Spitball — “The Literary baseball Magazine” — recently announced the slate of finalists for the 2016 CASEY Award:
The Arm: Inside the Billion-Dollar Mystery of the Most Valuable Commodity in Sports by Jeff Passan
- The Baseball Whisperer: A Small-Town Coach Who Shaped Big League Dreams by Michael Tackett
- Bucky F*cking Dent (novel) by David Duchovny
- Game Worn: Baseball Treasures from the Game’s Greatest Heroes and Moments by Stephen Wong & Dave Grob
- The Last Innocents: The Collision of the Turbulent Sixties and the Los Angeles Dodgers (Harper) by Michael Leahy
- The Only Rule Is It Has to Work: Our Wild Experiment Building a New Kind of Baseball Team (Henry Holt) by Ben Lindbergh & Sam Miller
- Playing with Tigers: A Minor league Chronicle of the Sixties by George Gmelch
- The Selling of the Babe: The Deal that Changed Baseball and Created a Legend by Glenn Stout
- Terror in the City of Champions: Murder, Baseball, and the Secret Society that Shocked Depression-Era Detroit by Tom Stanton
- Wild in the Strike Zone: Baseball Poems by Tim Peeler
Information on the date and place of the 34th annual CASEY Awards Banquet will be forthcoming on spitballmag.com.

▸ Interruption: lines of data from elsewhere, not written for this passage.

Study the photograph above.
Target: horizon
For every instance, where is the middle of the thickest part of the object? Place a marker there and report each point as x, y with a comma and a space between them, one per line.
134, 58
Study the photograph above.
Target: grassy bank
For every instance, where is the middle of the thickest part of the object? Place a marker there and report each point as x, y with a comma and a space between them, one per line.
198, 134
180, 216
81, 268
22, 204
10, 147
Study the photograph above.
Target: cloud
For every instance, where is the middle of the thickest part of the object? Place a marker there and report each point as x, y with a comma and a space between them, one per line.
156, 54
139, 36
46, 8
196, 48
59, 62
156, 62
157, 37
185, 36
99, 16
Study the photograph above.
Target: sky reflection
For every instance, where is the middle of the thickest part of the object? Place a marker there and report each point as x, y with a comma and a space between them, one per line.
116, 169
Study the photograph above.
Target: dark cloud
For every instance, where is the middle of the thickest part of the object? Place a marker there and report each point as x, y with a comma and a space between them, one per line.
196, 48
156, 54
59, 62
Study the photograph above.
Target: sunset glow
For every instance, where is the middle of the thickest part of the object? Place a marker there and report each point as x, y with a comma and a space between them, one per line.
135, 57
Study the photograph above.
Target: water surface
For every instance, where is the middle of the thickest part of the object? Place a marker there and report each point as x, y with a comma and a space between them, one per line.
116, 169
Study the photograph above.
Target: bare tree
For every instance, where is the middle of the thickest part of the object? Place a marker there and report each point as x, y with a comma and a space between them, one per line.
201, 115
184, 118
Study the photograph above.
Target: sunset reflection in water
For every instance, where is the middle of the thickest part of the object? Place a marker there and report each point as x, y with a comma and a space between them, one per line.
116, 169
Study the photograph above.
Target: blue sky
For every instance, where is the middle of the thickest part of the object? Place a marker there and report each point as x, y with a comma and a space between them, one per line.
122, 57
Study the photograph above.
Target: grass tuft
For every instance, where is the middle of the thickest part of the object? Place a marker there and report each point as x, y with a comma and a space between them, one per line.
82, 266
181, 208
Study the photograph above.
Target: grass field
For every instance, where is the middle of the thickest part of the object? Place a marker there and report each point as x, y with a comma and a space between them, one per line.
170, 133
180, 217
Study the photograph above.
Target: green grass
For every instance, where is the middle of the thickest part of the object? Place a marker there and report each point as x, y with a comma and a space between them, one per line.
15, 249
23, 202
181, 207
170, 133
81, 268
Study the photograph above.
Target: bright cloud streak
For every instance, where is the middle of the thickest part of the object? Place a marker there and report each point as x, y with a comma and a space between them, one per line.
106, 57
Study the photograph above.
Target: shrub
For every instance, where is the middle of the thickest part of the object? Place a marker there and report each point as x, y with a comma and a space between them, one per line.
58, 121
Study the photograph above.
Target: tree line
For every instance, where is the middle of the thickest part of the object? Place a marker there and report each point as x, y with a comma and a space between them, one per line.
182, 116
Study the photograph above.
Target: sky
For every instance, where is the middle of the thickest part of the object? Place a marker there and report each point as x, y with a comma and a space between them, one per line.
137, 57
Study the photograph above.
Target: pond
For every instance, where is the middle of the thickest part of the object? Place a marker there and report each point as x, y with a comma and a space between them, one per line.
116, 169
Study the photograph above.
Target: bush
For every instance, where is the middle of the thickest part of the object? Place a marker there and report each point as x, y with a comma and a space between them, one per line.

On a personal note, I haven’t read all these books, but the topics and production values are wildly diverse. How do you compare a high-end coffee table book like Game Worn with a book of poetry or a novel? Maybe Spitball should start breaking down into categories, like fiction, non-fiction, and miscellaneous. More work perhaps, but a better indicator when you judge a work within its own genre.